Another student, Nathan, 16, said that his parents initially did not believe he would join the protests. He said that his parents usually do not pay attention to political and human rights issues, but were suspicious that someone was behind the student protests. He said that he attempted to communicate with his parents by showing them cases of abuse in schools, but that he seemed to have failed as they stayed silent and did not talk to him, even though he reassured them that the protests would not become violent.

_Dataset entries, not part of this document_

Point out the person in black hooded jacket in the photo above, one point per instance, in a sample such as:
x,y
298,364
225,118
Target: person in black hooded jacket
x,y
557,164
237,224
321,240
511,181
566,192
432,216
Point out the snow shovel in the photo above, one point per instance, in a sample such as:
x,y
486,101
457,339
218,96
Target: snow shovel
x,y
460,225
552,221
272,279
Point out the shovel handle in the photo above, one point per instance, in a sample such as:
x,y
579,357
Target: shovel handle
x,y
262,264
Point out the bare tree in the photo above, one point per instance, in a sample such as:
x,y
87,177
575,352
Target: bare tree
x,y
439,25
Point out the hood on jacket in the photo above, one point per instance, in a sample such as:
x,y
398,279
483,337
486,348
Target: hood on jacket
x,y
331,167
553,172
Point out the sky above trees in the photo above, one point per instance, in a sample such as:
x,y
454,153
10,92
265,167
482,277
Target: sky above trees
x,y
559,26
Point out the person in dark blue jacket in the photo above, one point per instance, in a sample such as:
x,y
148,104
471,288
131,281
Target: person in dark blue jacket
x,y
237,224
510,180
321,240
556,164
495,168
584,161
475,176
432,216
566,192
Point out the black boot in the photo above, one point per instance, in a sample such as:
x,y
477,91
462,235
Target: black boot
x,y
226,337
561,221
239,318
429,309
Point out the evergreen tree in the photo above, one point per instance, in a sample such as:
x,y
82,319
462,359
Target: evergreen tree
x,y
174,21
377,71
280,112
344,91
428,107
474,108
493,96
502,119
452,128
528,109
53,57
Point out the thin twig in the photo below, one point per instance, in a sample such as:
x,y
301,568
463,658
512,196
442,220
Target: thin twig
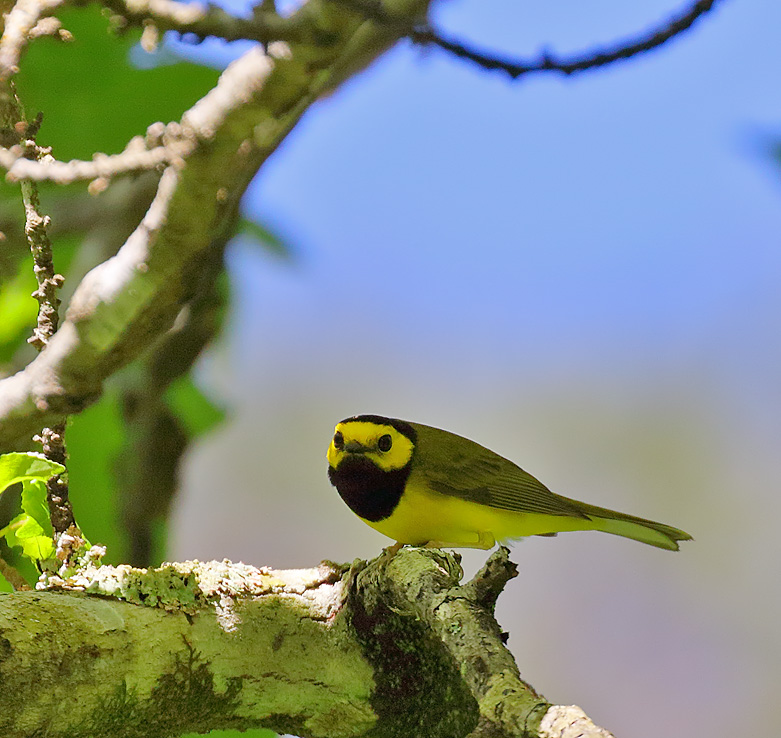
x,y
24,16
131,161
36,231
204,20
426,34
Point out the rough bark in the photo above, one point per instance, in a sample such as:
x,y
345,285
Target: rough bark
x,y
125,303
393,647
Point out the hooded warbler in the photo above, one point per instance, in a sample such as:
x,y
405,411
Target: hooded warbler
x,y
425,486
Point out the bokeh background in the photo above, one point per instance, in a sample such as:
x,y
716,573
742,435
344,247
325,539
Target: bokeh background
x,y
582,274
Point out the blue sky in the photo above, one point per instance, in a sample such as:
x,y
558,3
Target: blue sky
x,y
579,273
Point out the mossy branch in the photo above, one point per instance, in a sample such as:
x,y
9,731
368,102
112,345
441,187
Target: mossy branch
x,y
392,647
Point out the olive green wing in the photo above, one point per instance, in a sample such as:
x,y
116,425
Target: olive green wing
x,y
455,466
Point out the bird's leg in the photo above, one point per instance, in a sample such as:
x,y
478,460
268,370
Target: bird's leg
x,y
485,540
391,551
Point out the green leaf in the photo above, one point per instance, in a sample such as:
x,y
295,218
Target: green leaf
x,y
27,467
32,529
262,235
92,97
196,411
17,307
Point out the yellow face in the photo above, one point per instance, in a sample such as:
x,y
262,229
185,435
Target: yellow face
x,y
382,444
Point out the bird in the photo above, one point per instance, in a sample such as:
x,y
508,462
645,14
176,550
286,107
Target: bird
x,y
423,486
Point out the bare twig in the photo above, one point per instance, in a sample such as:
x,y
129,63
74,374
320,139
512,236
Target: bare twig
x,y
18,26
125,303
204,20
36,230
515,68
135,158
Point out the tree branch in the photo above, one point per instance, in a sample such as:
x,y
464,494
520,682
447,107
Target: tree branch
x,y
204,20
386,648
126,302
515,68
19,23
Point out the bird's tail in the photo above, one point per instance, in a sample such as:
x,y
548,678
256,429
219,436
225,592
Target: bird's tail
x,y
629,526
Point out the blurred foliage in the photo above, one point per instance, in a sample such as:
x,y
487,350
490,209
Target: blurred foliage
x,y
31,530
107,100
94,100
196,412
235,734
261,234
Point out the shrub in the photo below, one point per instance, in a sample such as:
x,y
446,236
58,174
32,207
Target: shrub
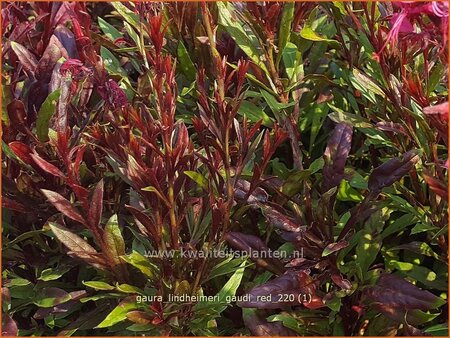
x,y
260,168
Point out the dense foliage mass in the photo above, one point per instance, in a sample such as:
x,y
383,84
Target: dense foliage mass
x,y
136,132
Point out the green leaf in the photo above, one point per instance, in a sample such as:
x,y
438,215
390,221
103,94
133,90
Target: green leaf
x,y
186,64
45,113
288,321
399,224
338,116
111,63
70,240
118,314
49,297
437,330
419,273
365,85
244,39
273,102
228,290
295,182
99,285
53,274
110,31
367,249
291,58
129,16
308,33
126,288
254,113
198,178
347,193
422,227
225,267
285,26
115,245
141,263
17,282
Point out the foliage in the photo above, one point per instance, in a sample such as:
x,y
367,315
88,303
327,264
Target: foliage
x,y
134,132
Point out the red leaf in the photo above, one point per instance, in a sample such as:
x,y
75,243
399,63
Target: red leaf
x,y
27,60
9,326
392,170
256,248
95,210
22,151
46,166
437,186
63,205
13,205
146,222
393,291
17,114
336,154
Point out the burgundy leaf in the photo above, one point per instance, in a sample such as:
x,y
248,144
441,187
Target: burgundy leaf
x,y
67,39
13,205
392,127
46,166
63,205
396,292
9,326
439,187
258,326
391,171
256,249
146,222
17,114
295,285
336,154
26,59
52,54
279,220
333,247
340,281
257,195
439,109
22,151
96,207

“I feel bad that they don’t understand us, because we’re out here fighting for our future. It is sad that we have to be born in a country where all children want to go abroad, where everyone wants to work abroad. Why don’t we make sure our country has everything, is developed and progressive? I also don’t understand why parents think we’re fighting for something we don’t know about. In fact, we are fighting with reasons,” he said.

Reaching an understanding

M, 18, said that this was her first time to join a protest, but she did not tell her parents she was doing so, because they were concerned about her safety. However, she said that her family has always communicated with each other, so even though her parents disagree with her, she would join the protest nonetheless.

“Not doing anything is more painful.”, said M.

Representatives of the Bad Student group scattered copies of a resignation letter for Education Minister Nataphol Teepsuwan from the top of a truck.

S, 16, said that this was her second protest. After her parents found out, they prohibited her from joining protests, even though they themselves did not have strong political opinions.

Her parents told her that they were worried about her future, and that it would be difficult for her to find a job if employers find out that she had participated in political events.

But S said that the pressure her family put on her did not affect her decision to join the protest. She said that it was her right to voice her standpoint and if there is a chance to do it, she should.

Many of the parents whose children attended the protest on Friday were worried or are against the movement.  However, there are also a few parents who supported the students speaking up and asking for reform.

Cake, a 14-year-old high school student, said that her parents were concerned and unhappy about her attending the rally as well because of the presence of police and military officers at the Ministry. Nevertheless, she added, “I think there are two types of parents. One supports us because before this, they had the red shirts and yellow shirts.”

“We came here out of the failure of the Thai education system because it is so bad”, she said.